A arte da sedução pode se tornar um vício? A conquista amorosa sequencial pode ser enquadrada como uma conduta nociva? Se você já encontrou no seu caminho um homem com a chamada Síndrome de Don Juan, aquele sedutor irreparável, ambas as respostas são sim.
O fenômeno não é novo — o próprio nome Don Juan faz alusão a um conhecido personagem, cujo primeiro registro na literatura aparece no século XVII, na obra do espanhol Tirso de Molina.
Porém, foram acrescentadas a esse comportamento duas palavras que, até tempos atrás, não eram utilizadas: masculinidade tóxica. “Ela faz com que alguns homens desenvolvam um transtorno narcisista: querem ser admirados, sentem-se superiores e lhes falta empatia.
Eles não amam as mulheres, mas sim a conquista”, explica o pesquisador da psicologia da masculinidade preta e questões raciais, João Luiz Marques.
A empresária Priscila Bentes, de 60 anos, viveu um ano com um homem a quem ela se refere hoje como “psicopata”.
“Por ele não ter o menor sentimento de culpa nem de remorso. Tinha ao meu lado um sedutor, com resposta para tudo, cuja maior habilidade era enganar alvos inteligentes”, conta.
“O padrão de comportamento era sempre o mesmo: ao ser conquistada, a mulher era abandonada”, relata Priscila, que, na época do romance, em 2009, descobriu que o namorado tinha — ao mesmo tempo — outras 30 parceiras amorosas.
Priscila, que chegou a lançar um livro sobre esse episódio chamado “[email protected]”, conta que até hoje dá suporte a pessoas que atravessam situação semelhante. “Enquanto houver a idealização do modelo romântico, vai existir brecha para o Don Juan entrar em ação.

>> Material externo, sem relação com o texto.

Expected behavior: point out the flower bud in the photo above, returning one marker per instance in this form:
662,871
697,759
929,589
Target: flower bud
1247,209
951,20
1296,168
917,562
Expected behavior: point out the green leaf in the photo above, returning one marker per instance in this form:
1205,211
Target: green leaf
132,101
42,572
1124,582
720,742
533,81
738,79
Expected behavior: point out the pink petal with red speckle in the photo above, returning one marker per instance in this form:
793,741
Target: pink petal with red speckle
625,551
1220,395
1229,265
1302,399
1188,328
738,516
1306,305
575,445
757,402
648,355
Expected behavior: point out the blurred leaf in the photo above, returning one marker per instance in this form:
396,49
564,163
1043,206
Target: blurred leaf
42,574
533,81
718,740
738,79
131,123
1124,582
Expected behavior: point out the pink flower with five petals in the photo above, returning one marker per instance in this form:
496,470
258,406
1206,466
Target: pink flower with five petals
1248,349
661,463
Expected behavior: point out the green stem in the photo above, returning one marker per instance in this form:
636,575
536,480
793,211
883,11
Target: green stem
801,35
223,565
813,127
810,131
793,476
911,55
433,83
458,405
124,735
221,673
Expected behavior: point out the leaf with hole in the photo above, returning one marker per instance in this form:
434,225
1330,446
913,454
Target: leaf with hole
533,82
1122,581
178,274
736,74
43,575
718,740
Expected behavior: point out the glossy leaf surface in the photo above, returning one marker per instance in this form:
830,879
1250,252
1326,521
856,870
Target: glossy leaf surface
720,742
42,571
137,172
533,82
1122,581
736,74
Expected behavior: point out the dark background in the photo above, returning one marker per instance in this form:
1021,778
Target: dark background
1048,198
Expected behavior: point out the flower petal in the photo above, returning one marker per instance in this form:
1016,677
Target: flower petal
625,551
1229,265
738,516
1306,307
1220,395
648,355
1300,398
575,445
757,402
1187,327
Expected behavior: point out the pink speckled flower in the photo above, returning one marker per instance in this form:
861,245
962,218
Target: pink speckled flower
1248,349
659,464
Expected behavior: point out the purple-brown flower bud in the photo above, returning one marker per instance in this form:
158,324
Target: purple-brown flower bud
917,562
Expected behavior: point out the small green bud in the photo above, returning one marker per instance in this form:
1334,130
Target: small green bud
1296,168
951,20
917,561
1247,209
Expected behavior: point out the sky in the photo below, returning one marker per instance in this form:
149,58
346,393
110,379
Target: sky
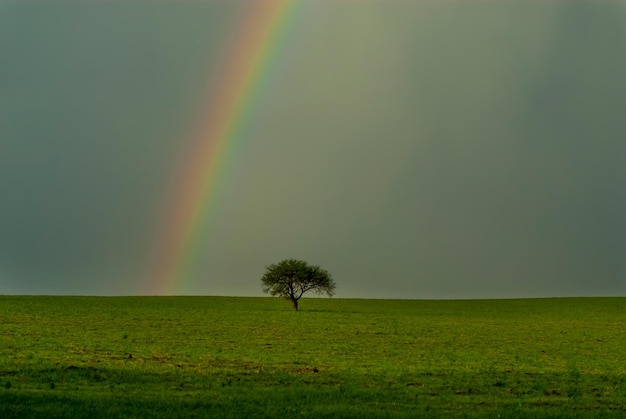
414,149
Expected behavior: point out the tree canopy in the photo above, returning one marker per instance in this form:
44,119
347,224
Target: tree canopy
291,278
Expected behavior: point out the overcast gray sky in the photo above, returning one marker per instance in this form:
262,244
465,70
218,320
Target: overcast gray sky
415,149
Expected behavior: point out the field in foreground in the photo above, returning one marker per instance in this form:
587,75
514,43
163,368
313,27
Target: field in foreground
253,357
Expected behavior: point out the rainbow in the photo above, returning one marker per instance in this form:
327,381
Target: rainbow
202,172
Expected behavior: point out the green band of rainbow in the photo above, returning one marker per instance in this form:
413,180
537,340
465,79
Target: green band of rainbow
198,183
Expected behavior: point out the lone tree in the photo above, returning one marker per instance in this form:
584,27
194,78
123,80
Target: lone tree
291,278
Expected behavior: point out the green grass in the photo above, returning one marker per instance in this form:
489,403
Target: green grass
74,357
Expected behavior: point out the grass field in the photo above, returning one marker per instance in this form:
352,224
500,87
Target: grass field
253,357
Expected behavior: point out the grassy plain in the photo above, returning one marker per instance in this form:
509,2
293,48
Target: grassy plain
74,357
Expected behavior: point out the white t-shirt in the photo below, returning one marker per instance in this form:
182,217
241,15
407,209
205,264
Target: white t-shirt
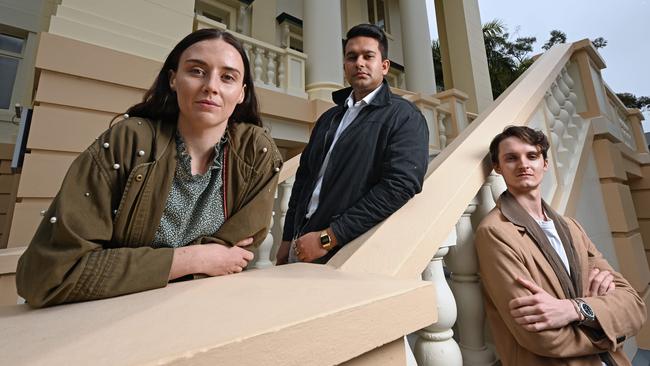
551,233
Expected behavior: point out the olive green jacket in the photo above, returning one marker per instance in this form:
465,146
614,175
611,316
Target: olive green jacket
94,241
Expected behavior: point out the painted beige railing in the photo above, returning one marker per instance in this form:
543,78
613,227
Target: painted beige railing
363,298
460,185
275,68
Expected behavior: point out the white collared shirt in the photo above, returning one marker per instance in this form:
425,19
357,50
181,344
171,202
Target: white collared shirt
350,114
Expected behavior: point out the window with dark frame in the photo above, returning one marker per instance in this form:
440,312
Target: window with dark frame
377,14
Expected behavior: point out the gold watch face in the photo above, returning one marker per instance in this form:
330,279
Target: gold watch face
325,238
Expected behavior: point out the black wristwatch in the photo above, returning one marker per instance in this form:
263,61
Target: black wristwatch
586,311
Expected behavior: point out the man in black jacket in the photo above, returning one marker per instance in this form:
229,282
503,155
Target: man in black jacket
365,159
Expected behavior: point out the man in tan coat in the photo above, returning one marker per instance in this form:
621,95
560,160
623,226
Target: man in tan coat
551,298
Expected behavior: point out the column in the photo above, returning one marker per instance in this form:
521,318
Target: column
322,42
464,63
416,45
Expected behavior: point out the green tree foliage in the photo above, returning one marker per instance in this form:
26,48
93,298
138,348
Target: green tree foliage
557,37
507,58
599,42
632,101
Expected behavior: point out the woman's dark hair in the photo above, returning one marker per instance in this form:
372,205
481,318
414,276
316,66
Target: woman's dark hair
525,134
160,103
372,31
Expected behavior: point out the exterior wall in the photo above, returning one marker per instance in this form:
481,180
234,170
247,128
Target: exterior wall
8,187
591,213
147,28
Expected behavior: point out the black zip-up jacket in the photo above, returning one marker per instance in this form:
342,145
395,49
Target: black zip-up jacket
376,166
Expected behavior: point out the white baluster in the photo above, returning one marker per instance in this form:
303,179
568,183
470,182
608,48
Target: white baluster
282,82
241,16
435,345
557,130
284,193
568,106
258,64
270,68
442,130
463,264
564,117
263,255
247,49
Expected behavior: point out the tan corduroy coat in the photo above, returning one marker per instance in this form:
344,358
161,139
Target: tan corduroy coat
94,240
506,251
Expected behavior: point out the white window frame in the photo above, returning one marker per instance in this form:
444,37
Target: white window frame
386,15
202,6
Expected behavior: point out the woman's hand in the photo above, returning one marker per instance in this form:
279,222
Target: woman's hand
210,259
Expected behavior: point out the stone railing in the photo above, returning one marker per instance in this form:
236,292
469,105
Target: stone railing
360,285
275,68
619,118
550,106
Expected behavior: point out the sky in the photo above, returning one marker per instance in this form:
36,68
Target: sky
625,24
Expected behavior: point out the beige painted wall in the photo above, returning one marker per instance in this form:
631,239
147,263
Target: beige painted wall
591,213
147,28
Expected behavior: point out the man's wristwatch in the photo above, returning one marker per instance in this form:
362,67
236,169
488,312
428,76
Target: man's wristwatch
326,241
586,311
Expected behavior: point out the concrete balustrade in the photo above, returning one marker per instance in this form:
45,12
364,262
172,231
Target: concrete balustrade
363,299
275,68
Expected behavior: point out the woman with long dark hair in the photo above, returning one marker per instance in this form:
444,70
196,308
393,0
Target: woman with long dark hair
183,186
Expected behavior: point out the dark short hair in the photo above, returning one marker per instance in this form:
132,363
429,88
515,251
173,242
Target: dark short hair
160,102
372,31
525,134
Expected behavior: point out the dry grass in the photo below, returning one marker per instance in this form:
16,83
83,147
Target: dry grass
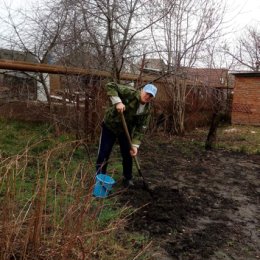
47,210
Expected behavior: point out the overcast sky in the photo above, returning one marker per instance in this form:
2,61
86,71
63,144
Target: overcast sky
241,12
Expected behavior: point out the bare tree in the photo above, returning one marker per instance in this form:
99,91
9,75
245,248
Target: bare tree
247,51
37,33
186,29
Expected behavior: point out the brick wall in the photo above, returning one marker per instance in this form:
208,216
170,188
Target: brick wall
246,100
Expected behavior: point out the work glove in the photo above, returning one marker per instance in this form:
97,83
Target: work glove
120,107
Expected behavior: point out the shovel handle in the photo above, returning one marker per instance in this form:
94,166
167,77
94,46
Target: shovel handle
129,139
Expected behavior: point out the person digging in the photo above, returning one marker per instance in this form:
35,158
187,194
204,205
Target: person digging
136,109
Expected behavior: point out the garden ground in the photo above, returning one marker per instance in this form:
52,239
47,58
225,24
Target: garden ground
204,204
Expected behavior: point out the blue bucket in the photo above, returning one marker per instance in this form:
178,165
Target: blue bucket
103,185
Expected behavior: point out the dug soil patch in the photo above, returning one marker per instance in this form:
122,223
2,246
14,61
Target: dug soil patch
204,205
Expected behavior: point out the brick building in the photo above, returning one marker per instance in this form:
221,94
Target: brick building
246,98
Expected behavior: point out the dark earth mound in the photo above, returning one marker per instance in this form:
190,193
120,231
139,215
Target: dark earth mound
204,205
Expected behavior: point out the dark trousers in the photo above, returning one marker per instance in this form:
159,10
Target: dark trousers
107,141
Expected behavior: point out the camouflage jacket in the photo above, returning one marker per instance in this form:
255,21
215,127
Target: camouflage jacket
137,123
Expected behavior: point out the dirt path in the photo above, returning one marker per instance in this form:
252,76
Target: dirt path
204,206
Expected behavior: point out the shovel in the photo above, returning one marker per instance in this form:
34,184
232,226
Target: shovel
146,187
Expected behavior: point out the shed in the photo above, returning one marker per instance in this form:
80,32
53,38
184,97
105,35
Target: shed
246,98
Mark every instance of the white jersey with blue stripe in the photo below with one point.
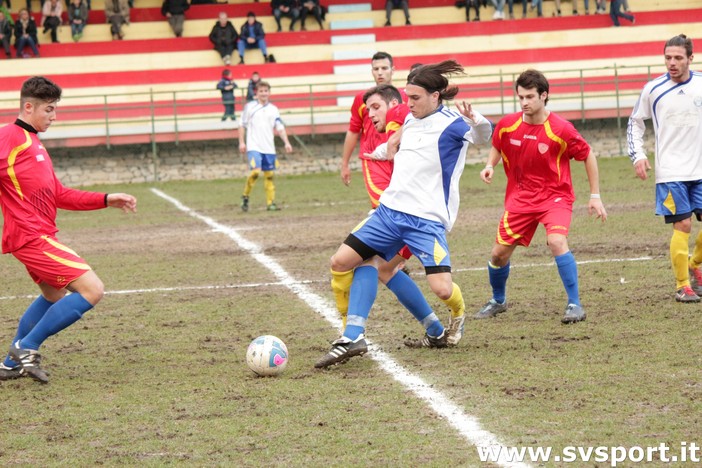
(260, 120)
(676, 112)
(430, 162)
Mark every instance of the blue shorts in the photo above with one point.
(678, 200)
(265, 162)
(386, 231)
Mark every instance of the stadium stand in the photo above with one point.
(154, 84)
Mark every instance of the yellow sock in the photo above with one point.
(696, 259)
(268, 186)
(679, 251)
(341, 287)
(455, 302)
(250, 182)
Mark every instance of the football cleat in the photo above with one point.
(30, 361)
(574, 313)
(9, 373)
(686, 294)
(342, 350)
(696, 280)
(491, 309)
(428, 341)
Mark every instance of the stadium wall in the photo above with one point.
(220, 159)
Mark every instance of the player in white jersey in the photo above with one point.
(256, 138)
(674, 103)
(430, 159)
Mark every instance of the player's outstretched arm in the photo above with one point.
(123, 201)
(595, 204)
(642, 166)
(349, 144)
(493, 159)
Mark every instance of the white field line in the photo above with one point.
(468, 426)
(280, 283)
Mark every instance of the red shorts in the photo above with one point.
(49, 261)
(519, 228)
(376, 175)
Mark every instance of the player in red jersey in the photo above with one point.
(376, 174)
(536, 147)
(30, 194)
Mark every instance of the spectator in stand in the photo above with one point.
(226, 85)
(510, 6)
(78, 17)
(51, 17)
(539, 5)
(224, 37)
(575, 7)
(287, 8)
(394, 5)
(615, 12)
(311, 6)
(117, 14)
(251, 91)
(475, 4)
(499, 9)
(175, 10)
(26, 33)
(5, 34)
(252, 37)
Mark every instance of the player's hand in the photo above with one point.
(642, 167)
(595, 206)
(486, 174)
(123, 201)
(346, 175)
(376, 156)
(465, 109)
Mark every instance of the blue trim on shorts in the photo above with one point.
(263, 161)
(386, 231)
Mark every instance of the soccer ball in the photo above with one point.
(267, 355)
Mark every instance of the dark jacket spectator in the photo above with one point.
(117, 14)
(287, 8)
(315, 9)
(175, 10)
(26, 33)
(251, 37)
(77, 17)
(6, 33)
(224, 37)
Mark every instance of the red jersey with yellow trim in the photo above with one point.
(395, 118)
(30, 193)
(361, 123)
(536, 159)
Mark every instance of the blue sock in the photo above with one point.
(410, 296)
(364, 289)
(498, 280)
(30, 318)
(568, 270)
(59, 316)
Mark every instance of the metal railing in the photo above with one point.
(579, 93)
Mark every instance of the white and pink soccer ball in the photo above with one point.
(267, 355)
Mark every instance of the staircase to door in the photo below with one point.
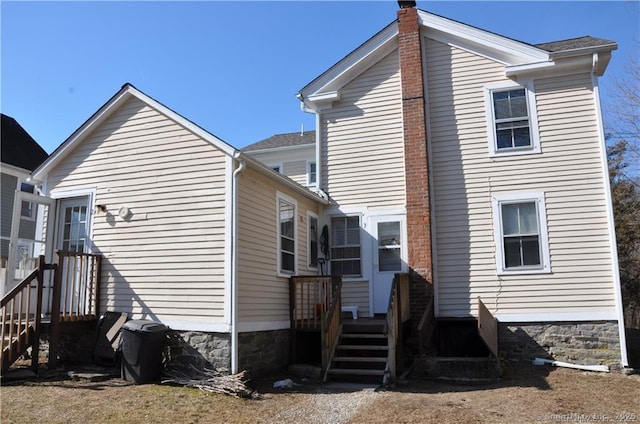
(362, 353)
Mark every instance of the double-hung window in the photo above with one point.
(345, 246)
(286, 235)
(312, 237)
(511, 119)
(521, 234)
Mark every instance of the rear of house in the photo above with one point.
(487, 154)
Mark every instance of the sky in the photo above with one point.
(234, 68)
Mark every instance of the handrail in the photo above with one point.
(20, 323)
(331, 326)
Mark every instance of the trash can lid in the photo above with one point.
(143, 325)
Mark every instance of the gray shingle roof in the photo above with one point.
(18, 148)
(578, 43)
(283, 140)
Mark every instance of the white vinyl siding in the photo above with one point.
(464, 178)
(168, 260)
(362, 147)
(263, 295)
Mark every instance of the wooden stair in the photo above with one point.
(362, 353)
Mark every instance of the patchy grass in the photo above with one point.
(526, 394)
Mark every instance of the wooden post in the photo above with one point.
(54, 336)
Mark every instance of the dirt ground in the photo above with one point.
(525, 394)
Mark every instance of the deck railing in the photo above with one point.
(21, 311)
(310, 296)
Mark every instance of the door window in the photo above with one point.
(389, 245)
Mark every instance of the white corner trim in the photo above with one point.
(246, 327)
(546, 317)
(611, 223)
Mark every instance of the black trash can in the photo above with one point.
(142, 346)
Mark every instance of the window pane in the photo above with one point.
(510, 219)
(528, 218)
(530, 251)
(512, 257)
(389, 259)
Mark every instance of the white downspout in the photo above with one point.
(234, 266)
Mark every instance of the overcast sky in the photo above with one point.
(234, 68)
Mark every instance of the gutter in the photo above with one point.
(234, 264)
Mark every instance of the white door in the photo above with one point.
(73, 225)
(389, 257)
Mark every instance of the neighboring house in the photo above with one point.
(194, 233)
(472, 161)
(478, 163)
(21, 154)
(291, 154)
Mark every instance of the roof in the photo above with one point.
(578, 43)
(283, 140)
(18, 147)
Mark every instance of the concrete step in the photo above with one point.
(348, 371)
(362, 347)
(380, 359)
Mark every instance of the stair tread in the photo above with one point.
(364, 335)
(362, 347)
(359, 359)
(347, 371)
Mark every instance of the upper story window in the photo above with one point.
(521, 234)
(27, 210)
(312, 237)
(345, 246)
(286, 235)
(312, 178)
(511, 119)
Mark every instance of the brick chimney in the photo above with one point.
(416, 163)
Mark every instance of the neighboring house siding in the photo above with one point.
(464, 177)
(168, 261)
(263, 295)
(362, 146)
(8, 184)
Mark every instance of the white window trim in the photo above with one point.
(361, 225)
(538, 197)
(288, 199)
(312, 215)
(533, 118)
(309, 183)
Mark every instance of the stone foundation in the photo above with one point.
(210, 350)
(264, 353)
(585, 343)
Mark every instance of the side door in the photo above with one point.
(389, 257)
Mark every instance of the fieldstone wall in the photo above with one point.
(263, 353)
(200, 349)
(585, 343)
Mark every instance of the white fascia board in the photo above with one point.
(276, 176)
(500, 48)
(106, 110)
(351, 65)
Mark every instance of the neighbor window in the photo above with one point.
(311, 174)
(521, 234)
(286, 235)
(27, 210)
(312, 237)
(512, 124)
(345, 246)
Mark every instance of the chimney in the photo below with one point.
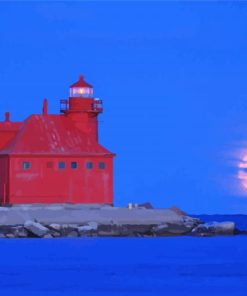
(7, 116)
(45, 107)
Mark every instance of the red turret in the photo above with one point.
(82, 107)
(56, 158)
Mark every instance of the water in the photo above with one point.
(124, 266)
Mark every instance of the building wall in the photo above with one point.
(3, 179)
(45, 182)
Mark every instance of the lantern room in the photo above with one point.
(81, 89)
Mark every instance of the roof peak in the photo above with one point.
(81, 83)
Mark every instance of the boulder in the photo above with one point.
(48, 235)
(178, 211)
(73, 233)
(36, 228)
(145, 205)
(20, 231)
(55, 226)
(215, 228)
(90, 226)
(165, 229)
(10, 235)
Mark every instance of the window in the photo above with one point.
(74, 165)
(101, 165)
(61, 165)
(89, 165)
(26, 165)
(49, 164)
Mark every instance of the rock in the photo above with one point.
(89, 227)
(178, 228)
(215, 228)
(178, 211)
(55, 226)
(191, 223)
(73, 234)
(55, 234)
(145, 205)
(36, 228)
(20, 232)
(10, 235)
(48, 235)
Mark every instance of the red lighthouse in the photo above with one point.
(56, 158)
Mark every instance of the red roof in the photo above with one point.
(81, 83)
(9, 126)
(52, 134)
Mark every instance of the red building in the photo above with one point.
(56, 158)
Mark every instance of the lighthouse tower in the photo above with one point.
(82, 108)
(56, 158)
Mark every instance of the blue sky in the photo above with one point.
(172, 76)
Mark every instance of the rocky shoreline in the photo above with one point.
(97, 221)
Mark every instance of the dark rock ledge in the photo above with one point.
(97, 221)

Costumo dizer que as mulheres precisam de apoio”, reflete.
A influenciadora digital Jacy Lima, de 28 anos, viu-se prestes a submergir nessa areia movediça. “Bastou eu me apaixonar, para esse meu namorado cair fora. Depois, ele me contou que seduzia as amigas da mãe e até as namoradas de amigos. Era compulsivo.
Percebi, então, que tinha essa síndrome”, conta Jacy. Para ela, as redes sociais possibilitaram que debates e problemáticas sobre relacionamentos viessem à tona. “No meu canal do YouTube e no perfil do meu Instagram, recebo milhares de depoimentos e exposições de relações fracassadas que levam à dependência”, explica.
“O Don Juan mantém as mulheres nas mãos na intenção exclusiva de alimentar o próprio ego. Mas isso precisa ter limite. Do contrário, pode se tornar uma relação tóxica e até abusiva”, alerta Jacy.
A psicóloga Daniela Faertes ressalta que o Don Juan pode ser ele ou ela. Em comum, está a liberação de endorfina, que, ao contrário do que se imagina, não acontece no sexo.
“O prazer reside na conquista. Também são indivíduos com dificuldade de criar vínculos afetivos e que tendem a escolher suas ‘vítimas’ em relações que envolvam algum tipo de proibição ou dificuldade, como médico e paciente, cliente e advogado”, explica.
Daniela chama atenção para a maneira que eles saem da vida da suposta amada. “Sem empatia nem cuidado. Ao contrário, terminam com extrema frieza”, completa a psicóloga.
O pesquisador João Luiz Marques menciona a dificuldade de fazer um diagnóstico deste perfil. “Por existir uma mistura de elementos culturais com o quadro compulsivo.”
Na sociedade machista, as conquistas masculinas encontram confirmação entre os amigos. “Esse homem pegador é visto, muitas vezes, como um verdadeiro herói”, observa.
“Ninguém desconfia de que ele é um narcisista, nem o próprio.” Dono de um perfil no Instagram com quase 60 mil seguidores, o pesquisador de 26 anos tem como objetivo abordar questões relativas à masculinidade tóxica.
“Os homens das novas gerações, apesar de uma força conservadora que puxa a gente para trás, estão mudando, aos poucos. Estamos todos precisando falar sobre sentimentos.”